Among 969 participants (response rate, 82.7%) surveyed between June 2010 and September 2011, patient age ≤65 years, female sex, and college education were associated with a significantly greater expected benefit from CAM (P<.0001 for all). Nonwhite patients reported more perceived barriers to CAM use compared with white patients (P<.0001), but had a similar degree of expected benefit (P = .76). In a multivariate logistic regression analysis, all domains of the ABCAM instrument were found to be significantly associated with CAM use (P<.01 for all) among patients with cancer. Attitudes and beliefs regarding CAM explained much more variance in CAM use than clinical and demographic variables alone.

CONCLUSIONS:

Attitudes and beliefs varied by key clinical and demographic characteristics, and predicted CAM use. By developing CAM programs based upon attitudes and beliefs, barriers among underserved patient populations may be removed and more patient centered care may be provided.

Why do I find this remarkable?

The article was published in the Journal CANCER, one of the very best publications in oncology. One would therefore expect that it contributes meaningfully to our knowledge. Remarkably, it doesn’t! Virtually every finding from this survey had been known or is so obvious that it does not require research, in my view. The article is an orgy of platitudes, and the press release is even worse.
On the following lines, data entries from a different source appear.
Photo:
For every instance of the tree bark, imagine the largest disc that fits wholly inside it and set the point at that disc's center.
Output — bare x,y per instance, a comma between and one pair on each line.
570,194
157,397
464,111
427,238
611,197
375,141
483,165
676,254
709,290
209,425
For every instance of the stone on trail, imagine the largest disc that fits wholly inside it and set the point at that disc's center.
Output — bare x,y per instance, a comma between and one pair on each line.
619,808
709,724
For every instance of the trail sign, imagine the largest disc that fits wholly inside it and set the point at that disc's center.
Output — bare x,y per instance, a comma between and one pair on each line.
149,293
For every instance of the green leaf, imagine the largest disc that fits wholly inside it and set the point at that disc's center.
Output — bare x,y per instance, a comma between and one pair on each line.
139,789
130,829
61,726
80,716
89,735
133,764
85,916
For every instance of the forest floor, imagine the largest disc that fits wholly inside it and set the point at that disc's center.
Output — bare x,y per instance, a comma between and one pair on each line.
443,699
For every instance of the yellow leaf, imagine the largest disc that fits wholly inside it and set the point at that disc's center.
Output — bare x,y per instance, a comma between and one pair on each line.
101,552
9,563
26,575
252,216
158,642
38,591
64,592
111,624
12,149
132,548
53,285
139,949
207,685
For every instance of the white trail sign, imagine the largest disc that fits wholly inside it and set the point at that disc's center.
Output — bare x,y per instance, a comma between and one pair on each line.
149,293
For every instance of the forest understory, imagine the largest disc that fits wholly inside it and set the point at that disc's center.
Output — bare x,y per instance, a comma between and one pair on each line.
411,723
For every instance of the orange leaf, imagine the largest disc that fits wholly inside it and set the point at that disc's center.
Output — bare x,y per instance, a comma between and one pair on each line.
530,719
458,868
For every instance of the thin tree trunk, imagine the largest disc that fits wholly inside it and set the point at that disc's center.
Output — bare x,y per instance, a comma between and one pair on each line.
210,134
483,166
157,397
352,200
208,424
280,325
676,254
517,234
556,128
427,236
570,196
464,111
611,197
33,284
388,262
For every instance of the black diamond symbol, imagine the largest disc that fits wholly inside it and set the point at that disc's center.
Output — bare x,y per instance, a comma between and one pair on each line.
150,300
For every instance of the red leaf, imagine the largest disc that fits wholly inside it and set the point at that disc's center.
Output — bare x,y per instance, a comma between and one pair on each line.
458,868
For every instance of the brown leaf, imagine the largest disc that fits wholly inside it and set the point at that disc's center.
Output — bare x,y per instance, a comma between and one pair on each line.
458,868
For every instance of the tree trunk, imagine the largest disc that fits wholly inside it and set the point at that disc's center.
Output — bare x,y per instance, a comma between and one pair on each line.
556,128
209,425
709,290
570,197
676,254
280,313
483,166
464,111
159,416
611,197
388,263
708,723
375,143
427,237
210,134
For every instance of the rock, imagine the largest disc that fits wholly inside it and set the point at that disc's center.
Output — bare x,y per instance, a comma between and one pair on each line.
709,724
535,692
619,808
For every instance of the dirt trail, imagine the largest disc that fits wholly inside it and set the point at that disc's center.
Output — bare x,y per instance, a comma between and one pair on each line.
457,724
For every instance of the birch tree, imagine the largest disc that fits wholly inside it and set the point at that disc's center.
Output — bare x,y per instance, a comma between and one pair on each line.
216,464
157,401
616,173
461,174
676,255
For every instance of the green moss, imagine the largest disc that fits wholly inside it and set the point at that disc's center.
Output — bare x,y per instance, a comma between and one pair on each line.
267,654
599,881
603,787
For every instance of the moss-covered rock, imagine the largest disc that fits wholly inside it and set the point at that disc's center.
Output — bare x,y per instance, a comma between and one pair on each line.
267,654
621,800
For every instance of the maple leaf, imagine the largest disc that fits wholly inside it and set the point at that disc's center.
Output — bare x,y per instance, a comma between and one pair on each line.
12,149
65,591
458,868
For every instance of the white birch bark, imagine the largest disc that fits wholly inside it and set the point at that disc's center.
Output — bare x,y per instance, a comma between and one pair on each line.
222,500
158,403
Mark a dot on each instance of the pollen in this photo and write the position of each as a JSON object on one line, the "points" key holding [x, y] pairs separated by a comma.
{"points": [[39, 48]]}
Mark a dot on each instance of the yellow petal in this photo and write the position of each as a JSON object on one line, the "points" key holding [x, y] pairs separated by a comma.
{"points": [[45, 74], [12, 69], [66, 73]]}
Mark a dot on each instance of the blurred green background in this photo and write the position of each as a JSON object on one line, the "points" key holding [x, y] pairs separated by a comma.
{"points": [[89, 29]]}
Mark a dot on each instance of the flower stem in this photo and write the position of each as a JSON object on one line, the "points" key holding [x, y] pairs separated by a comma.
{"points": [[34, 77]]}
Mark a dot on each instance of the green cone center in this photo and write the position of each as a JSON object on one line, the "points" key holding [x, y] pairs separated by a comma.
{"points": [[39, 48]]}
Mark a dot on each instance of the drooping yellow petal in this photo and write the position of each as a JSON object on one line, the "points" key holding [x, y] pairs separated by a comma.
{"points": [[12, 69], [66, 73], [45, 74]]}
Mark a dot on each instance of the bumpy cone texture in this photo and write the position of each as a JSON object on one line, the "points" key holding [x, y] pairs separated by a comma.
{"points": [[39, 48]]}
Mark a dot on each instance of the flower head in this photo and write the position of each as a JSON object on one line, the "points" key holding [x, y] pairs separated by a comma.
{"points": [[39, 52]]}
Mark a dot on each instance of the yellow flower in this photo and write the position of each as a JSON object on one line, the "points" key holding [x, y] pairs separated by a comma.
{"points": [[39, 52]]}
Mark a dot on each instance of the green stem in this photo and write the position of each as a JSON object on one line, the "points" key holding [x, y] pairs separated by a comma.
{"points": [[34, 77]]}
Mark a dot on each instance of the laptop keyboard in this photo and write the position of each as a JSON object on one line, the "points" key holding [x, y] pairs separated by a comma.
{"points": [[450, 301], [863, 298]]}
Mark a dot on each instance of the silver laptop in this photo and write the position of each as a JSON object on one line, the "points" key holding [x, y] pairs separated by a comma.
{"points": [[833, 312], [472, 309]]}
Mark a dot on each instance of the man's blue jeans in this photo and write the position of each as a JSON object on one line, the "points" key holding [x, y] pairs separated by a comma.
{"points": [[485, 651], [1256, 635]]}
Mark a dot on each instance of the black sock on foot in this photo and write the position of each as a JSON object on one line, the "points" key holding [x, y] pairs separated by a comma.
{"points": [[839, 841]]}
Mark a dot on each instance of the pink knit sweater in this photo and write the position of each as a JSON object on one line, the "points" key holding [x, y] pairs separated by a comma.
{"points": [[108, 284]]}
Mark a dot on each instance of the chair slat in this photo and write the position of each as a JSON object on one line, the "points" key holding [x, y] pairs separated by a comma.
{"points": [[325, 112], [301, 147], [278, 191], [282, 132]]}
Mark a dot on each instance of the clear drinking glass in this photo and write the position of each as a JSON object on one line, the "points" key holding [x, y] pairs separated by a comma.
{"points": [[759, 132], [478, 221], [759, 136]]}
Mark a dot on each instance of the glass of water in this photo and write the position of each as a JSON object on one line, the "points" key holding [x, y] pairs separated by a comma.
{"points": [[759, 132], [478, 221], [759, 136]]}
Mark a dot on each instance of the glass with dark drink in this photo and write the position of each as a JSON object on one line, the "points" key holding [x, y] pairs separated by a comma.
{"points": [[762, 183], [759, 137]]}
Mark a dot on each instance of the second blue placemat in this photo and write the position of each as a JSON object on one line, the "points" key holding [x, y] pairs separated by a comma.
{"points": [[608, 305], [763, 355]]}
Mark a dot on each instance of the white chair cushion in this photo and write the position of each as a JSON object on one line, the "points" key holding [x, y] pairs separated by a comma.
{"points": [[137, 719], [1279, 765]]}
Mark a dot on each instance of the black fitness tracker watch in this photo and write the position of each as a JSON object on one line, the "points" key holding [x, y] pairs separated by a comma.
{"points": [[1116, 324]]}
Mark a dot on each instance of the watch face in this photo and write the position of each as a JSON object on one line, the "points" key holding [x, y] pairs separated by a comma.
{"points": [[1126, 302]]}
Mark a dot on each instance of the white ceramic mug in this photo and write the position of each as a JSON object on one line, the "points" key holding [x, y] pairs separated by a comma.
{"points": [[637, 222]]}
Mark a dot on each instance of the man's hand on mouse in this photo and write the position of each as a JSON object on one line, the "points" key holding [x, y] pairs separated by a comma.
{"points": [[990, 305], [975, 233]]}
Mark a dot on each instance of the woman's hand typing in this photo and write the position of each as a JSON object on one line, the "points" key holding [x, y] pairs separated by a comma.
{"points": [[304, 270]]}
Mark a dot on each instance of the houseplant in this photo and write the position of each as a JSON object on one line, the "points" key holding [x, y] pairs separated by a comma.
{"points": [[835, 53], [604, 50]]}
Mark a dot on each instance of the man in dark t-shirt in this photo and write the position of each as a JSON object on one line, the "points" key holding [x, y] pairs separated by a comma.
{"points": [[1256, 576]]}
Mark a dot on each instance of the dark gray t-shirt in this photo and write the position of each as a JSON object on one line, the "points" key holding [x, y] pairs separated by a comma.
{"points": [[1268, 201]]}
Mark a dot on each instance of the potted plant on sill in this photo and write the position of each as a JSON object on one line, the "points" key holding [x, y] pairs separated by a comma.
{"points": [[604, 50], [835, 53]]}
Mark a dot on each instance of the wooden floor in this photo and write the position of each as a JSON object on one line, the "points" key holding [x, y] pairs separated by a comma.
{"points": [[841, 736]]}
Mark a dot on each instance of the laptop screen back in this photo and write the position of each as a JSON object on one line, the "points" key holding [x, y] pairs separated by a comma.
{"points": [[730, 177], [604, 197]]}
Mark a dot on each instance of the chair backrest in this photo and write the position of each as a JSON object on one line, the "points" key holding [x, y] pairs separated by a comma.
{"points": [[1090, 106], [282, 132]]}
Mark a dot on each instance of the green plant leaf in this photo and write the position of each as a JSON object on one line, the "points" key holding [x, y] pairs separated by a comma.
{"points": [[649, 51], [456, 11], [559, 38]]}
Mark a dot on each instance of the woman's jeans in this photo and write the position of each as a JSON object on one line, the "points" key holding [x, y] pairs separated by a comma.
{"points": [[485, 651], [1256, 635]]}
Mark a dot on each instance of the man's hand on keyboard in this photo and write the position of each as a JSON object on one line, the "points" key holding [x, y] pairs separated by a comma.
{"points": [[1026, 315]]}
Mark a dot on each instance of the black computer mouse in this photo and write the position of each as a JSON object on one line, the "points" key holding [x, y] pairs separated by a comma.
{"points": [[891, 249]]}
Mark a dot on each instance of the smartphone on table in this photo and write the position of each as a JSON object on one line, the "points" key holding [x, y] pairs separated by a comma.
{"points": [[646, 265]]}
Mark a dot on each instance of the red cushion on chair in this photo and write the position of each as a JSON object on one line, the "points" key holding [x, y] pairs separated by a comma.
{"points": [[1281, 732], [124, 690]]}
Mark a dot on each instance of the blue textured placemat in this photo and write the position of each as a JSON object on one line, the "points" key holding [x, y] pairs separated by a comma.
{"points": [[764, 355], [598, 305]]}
But this is not what irritates me most with this paper. The aspect that I find seriously bad about it is its general attitude: it seems to accept that alternative therapies are a good thing for cancer patients which we should all welcome with open arms. The press release even states that, as therapies such as acupuncture and yoga continue to demonstrate clinical benefits for reducing pain, fatigue, and psychological distress, the field of integrative oncology is emerging to bring complementary and alternative medicine together with conventional care to improve patient outcomes.

I might be a bit old-fashioned, but I would have thought that, before we accept treatments into clinical routine, we ought to demonstrate that they generate more good than harm. Should we not actually show beyond reasonable doubt that patients’ outcomes are improved before we waffle about the notion? Is it not our ethical duty to analyse and think critically? If we fail to do that, we are, I think, nothing other than charlatans!

This article might be a mere triviality – if it were not symptomatic of what we are currently witnessing on a truly grand scale in this area. Integrative oncology seems fast to deteriorate into a paradise for pseudoscience and quacks.